En medio contradicciones los propios consejeros electorales tomaron una decisión por demás fría, pues queda la interrogante si es que no se extralimitaron en sus funciones porque sencillamente los reclamos del PRD y del PT, fueron demasiados y hasta los criticaron por actuar al supuestamente al margen de la ley.
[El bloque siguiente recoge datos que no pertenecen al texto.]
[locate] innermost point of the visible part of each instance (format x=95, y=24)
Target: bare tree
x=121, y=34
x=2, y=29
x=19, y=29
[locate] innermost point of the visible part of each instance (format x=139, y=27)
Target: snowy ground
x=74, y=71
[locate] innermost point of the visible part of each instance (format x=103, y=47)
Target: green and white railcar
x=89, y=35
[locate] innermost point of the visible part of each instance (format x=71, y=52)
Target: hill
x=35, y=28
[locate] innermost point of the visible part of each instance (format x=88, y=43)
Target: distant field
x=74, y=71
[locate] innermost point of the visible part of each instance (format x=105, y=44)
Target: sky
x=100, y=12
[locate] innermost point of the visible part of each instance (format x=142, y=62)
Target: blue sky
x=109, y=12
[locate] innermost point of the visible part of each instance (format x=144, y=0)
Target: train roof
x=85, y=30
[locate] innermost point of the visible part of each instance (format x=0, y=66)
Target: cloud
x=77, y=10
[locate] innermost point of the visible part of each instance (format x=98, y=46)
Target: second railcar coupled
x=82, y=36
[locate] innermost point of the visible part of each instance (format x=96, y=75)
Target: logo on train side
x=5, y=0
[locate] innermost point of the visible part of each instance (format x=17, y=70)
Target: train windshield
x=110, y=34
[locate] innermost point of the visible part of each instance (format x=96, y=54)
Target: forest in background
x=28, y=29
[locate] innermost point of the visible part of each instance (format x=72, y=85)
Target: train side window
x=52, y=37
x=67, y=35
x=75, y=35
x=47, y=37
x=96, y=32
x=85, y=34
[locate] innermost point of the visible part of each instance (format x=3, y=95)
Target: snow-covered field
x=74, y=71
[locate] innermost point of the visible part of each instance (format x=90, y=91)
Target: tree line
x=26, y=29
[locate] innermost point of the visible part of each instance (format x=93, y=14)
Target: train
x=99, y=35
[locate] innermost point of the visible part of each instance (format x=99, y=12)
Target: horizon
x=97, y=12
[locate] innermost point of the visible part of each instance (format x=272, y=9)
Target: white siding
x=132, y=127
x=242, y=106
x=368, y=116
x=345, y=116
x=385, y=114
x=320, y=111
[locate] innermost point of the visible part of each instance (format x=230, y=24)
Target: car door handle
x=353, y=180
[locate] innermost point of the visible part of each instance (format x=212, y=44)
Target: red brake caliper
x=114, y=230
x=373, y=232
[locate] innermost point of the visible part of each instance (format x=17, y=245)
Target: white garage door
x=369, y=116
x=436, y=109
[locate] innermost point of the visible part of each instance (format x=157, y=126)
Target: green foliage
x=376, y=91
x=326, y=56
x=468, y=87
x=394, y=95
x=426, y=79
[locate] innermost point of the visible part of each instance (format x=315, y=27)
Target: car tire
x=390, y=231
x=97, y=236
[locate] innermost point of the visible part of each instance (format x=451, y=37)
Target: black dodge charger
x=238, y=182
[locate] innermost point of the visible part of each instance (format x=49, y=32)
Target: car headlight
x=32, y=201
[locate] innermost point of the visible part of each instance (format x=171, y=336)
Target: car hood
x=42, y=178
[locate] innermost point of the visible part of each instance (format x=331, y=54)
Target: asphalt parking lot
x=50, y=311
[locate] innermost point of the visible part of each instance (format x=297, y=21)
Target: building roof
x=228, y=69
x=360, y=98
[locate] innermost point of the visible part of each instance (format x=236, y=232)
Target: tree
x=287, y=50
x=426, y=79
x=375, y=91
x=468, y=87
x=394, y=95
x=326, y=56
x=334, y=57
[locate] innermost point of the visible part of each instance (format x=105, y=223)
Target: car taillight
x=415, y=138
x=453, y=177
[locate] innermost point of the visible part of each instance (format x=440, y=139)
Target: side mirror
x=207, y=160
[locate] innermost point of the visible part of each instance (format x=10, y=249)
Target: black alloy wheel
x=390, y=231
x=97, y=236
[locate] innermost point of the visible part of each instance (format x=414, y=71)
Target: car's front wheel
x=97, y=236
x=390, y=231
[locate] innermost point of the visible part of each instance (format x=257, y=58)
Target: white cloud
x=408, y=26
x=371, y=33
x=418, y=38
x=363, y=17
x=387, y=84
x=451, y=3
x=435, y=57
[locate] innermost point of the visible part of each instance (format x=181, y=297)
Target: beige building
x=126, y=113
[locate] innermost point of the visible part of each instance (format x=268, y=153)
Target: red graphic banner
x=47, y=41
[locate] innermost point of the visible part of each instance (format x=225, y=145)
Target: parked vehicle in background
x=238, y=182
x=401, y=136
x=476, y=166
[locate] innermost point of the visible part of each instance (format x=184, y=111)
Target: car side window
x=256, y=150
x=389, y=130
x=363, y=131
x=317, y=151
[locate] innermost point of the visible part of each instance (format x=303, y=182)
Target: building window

Sin duda, lo anterior fue un duro golpe para el PRD-PT, y desde luego para su precandidata a la gubernatura de Tlaxcala, Lorena Cuéllar Cisneros puesto a que sus adversarios políticos utilizarán lo anterior mediáticamente para que impacte negativamente en la sociedad.
Ahora bien las dudas sobre esta candidatura común son muchas, por lo que ambos institutos políticos deben analizar a fondo si recurrirán a los tribunales o terminarán por hacer una alianza de facto, pero tanto en el PRD y PT están en aprietos porque necesitan votos para poder sobrevivir políticamente hablando.
Además, los consejeros no midieron con la misma vara al PRI, PANAL y PVEM, en cuanto al registro de abanderados a diputados locales, a pesar de que el PRD, PAN y PAC, reclamaron el hecho de que se haya hecho tardío el registro del convenio.
De comprobarse de que haya favoritismo de los consejeros electorales hacia un determinado actor o partido político, la imagen del propio ITE, se verá afectada más de lo que está. No estaría por demás que el Instituto Nacional Electoral (INE) evaluara el desempeño de los integrantes del consejo general, ya que la actuación de la mayoría de ellos, deja mucho que desear frente a su ignorancia para interpretar la ley, y desde luego porque su corazoncito político-partidista les gana.